Kabila, un passé qui ne passe pas
Ces rencontres entre Joseph Kabila et l’opposition qui, dans son ensemble, à intégrer l’ancien président dans sa coalition anti-Tshisekedi, posent question. Les Congolais ne sont pas amnésiques et les critiques contre le régime Tshisekedi sont les mêmes que celles contre Joseph Kabila lorsqu’il était au pouvoir et souvent formulées par les mêmes personnes. Ces rapprochements avec Kabila, qui semblent « contre-nature », ne risquent-ils pas de brouiller les pistes d’une opposition déjà morcelée et en quête de ligne politique claire ? « On est conscient qu’il y a un frein sur cette question, avoue Olivier Kamitatu. Les Congolais n’ont pas oublié le passé, mais Moïse Katumbi et notre groupe sont aujourd’hui tournés vers l’avenir. On ne peut pas avancer en ayant le regard dans le rétroviseur. Le plus important est d’empêcher que le pays ne soit englué dans la dictature que Félix Tshisekedi est en train de confectionner ». Même son de cloche chez Claudel André Lubaya. « Joseph Kabila a eu sa part de responsabilité dans la gestion du pays. Je crois qu’il l’assume. Mettons de côté les divergences et les reproches et préservons le pays ».

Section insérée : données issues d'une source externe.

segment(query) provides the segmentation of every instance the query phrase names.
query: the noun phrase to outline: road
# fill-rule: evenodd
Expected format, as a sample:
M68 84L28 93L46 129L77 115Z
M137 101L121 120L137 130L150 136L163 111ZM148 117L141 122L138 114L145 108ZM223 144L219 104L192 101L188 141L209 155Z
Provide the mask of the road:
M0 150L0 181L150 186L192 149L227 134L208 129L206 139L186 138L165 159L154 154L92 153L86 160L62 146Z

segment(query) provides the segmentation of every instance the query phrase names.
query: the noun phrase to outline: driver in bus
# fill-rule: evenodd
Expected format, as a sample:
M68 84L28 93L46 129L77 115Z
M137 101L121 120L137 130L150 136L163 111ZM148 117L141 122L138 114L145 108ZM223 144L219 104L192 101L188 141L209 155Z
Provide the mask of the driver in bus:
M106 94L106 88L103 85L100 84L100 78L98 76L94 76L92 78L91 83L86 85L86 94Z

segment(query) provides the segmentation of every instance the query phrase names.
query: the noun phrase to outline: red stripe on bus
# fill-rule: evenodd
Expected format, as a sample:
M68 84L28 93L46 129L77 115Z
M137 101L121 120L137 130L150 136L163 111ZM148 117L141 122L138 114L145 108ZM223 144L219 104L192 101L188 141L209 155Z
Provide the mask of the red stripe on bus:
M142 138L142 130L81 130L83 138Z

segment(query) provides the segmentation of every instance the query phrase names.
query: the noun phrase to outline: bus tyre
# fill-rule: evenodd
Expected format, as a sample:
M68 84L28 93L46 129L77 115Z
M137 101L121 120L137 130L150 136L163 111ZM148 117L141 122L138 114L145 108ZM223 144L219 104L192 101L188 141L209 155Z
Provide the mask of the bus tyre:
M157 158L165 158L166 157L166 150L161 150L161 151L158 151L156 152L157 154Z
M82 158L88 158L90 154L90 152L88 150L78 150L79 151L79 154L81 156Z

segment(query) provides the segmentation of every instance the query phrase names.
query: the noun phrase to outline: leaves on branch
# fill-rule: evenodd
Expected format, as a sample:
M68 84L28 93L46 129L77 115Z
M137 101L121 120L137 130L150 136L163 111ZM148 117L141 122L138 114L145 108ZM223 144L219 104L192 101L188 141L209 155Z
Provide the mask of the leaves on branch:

Kabila « s’est remis en question »
Depuis qu’il a quitté le pouvoir en 2018, Joseph Kabila aurait-il changé ? Pour Olivier Kamitatu, « Joseph Kabila a évolué à la fois sur le plan psychologique et sur le plan politique. Personne n’oublie qu’il avait, lui aussi, caressé l’espoir de déverrouiller l’article 220 de la Constitution pour bringuer un troisième mandat. Il n’y est pas parvenu et je crois qu’il en a tiré toutes les leçons possibles. Sur le plan humain, Joseph Kabila a changé depuis maintenant deux ans avec la réconciliation katangaise, qui au-delà des deux hommes, est une réconciliation des deux communautés Luba et Katangais du Sud ». « C’est un homme qui s’est remis en question et a su faire son introspection, croit savoir Claudel André Lubaya qui l’a rencontré en tête-à-tête. En parlant avec lui, j’ai senti un homme différent de celui que nous avions connu. En fait, il s’est assagi ».
Amalgame avec le M23
Si Kabila revient sur le devant de la scène, il devient également une cible de choix pour Félix Tshisekedi et le camp présidentiel. « Ne vous laissez pas tromper par ceux qui ont dirigé ce pays pendant 18 ans sans rien vous donner » a lancé l’actuel président en meeting dans les Kasaï. Félix Tshisekedi a même un argument de choc pour disqualifier son ancien allié de circonstance au début de son premier mandat : « l’AFC de Nangaa, c’est Kabila ». Le chef de l’Etat accuse, en effet, Joseph Kabila d’entretenir des liens avec Corneille Nangaa, ancien patron de la Commission électorale sous sa présidence, qui a rallié les rebelles du M23, appuyés par le Rwanda. Tshisekedi va même plus loin en accusant Kabila de fomenter une insurrection. Des accusations qui ne perturbent pas Claudel André Lubaya, lui-même soupçonné d’être en relation avec l’AFC, la branche politique du M23. « L’UDPS est passé maître en diabolisation de ses adversaires, en manipulation des opinions et en mensonge, se désole l’ancien soutien de Félix Tshisekedi en 2018. Je suis républicain et je le reste. Je suis légaliste et je le demeure ». « Le président Tshisekedi n’en a jamais apporté la moindre preuve, renchérit Olivier Kamitatu, et il prend surtout le risque d’entraîner le Congo dans une guerre civile ».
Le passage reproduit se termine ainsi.